Were there any crazy plasmid abilities that you weren't able to get into the game?

KL: Yeah, actually, and if we cut some things, and we did cut a lot of plasmids, the reason we cut them was because the game went through design changes when we realized where we wanted to position it for marketing purposes, and I'm certainly being very honest about this, as a shooter. We thought that was really important, so we also worked from the position of, goddamn it, if it's a shooter it better be an awesome shooter. So, we sort of did a lot of redesign of the game at that point. Though I think System Shock was a great game, I don't know if it was a great shooter, if you know what I mean.

With BioShock I wanted the best of both worlds (Shooter and RPG) and I had the resources to do it. I think the thing that we did was we looked at a lot of our plasmids we had at the time that BioShock was more like RPG, and used that to tell how much damage they did, but we didn't have any of the stuff like electricity conducted through water or fire spreading around. We didn't have any of that stuff. When you just have numbers you can do a lot more in terms of quantity of spells and plasmids and things like that. When we determined all the plasmids we were going to have in the simulations and the impact it would have on the world, we knew they would have to be very different from each other, so a single player doesn't have to read a single line of text about them. So that said, a lot of these plasmids didn't make the grade so we cut them.

Like a particularly strange, weird, novel plasmid or ability that just didn't shape up where you guys said, this didn't work?

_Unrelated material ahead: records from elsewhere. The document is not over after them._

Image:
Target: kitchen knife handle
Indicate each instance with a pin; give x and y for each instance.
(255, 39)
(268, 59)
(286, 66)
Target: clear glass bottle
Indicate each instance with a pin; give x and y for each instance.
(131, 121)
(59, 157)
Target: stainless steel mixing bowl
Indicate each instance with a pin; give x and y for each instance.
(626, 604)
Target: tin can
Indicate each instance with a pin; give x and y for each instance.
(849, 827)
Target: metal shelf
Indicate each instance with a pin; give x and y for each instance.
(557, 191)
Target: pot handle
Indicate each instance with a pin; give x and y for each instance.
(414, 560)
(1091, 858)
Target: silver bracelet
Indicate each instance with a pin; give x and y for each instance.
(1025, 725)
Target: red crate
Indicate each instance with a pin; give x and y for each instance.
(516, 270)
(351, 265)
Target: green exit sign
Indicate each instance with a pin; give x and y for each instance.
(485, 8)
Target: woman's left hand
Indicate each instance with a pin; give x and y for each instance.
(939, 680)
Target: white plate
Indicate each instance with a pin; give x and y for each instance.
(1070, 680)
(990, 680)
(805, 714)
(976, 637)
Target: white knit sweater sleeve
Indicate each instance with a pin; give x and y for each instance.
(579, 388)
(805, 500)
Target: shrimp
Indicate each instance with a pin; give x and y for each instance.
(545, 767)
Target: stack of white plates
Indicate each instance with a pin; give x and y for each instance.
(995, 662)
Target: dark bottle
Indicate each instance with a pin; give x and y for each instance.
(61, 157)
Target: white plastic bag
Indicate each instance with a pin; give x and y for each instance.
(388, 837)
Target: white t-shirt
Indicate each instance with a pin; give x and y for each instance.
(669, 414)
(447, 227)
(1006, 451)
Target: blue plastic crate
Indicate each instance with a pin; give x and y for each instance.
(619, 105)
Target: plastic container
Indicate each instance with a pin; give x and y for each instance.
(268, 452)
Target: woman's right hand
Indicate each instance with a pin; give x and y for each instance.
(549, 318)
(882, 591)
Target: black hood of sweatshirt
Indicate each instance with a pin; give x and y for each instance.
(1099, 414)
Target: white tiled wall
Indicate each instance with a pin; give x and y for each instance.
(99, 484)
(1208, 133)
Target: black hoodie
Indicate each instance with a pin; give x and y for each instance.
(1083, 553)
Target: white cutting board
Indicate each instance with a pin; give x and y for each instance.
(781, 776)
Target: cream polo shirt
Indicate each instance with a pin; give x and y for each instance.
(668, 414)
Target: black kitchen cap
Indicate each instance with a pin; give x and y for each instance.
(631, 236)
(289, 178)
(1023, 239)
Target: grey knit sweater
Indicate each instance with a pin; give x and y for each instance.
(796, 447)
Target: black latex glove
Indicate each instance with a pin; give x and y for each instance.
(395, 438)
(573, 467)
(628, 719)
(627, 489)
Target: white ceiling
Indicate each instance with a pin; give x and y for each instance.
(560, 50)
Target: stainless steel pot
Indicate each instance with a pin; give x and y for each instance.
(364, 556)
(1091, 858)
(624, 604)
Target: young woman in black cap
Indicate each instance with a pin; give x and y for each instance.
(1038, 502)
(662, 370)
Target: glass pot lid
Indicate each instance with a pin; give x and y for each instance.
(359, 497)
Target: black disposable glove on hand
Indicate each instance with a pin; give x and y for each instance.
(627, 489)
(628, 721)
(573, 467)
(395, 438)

KL: For the ones that were really interesting and intellectually made you think and we found a way to make it work. We have this video of the X06 where you had the hornets coming out of your arms and that was such an implacable notion that, originally, it was just like another kind of damage and we said: how can we make this meaningful versus something like incinerate where they lit people on fire and they ran around and took damage over time? We had all these great ideas, fire naturally spread, and the oil incinerators... sort of go after a room full of enemies and multiple targets approach, and we said ok, this is great, how we can make the hornet different. It is actually a tool used against multiple targets at once and so we found a way to keep that.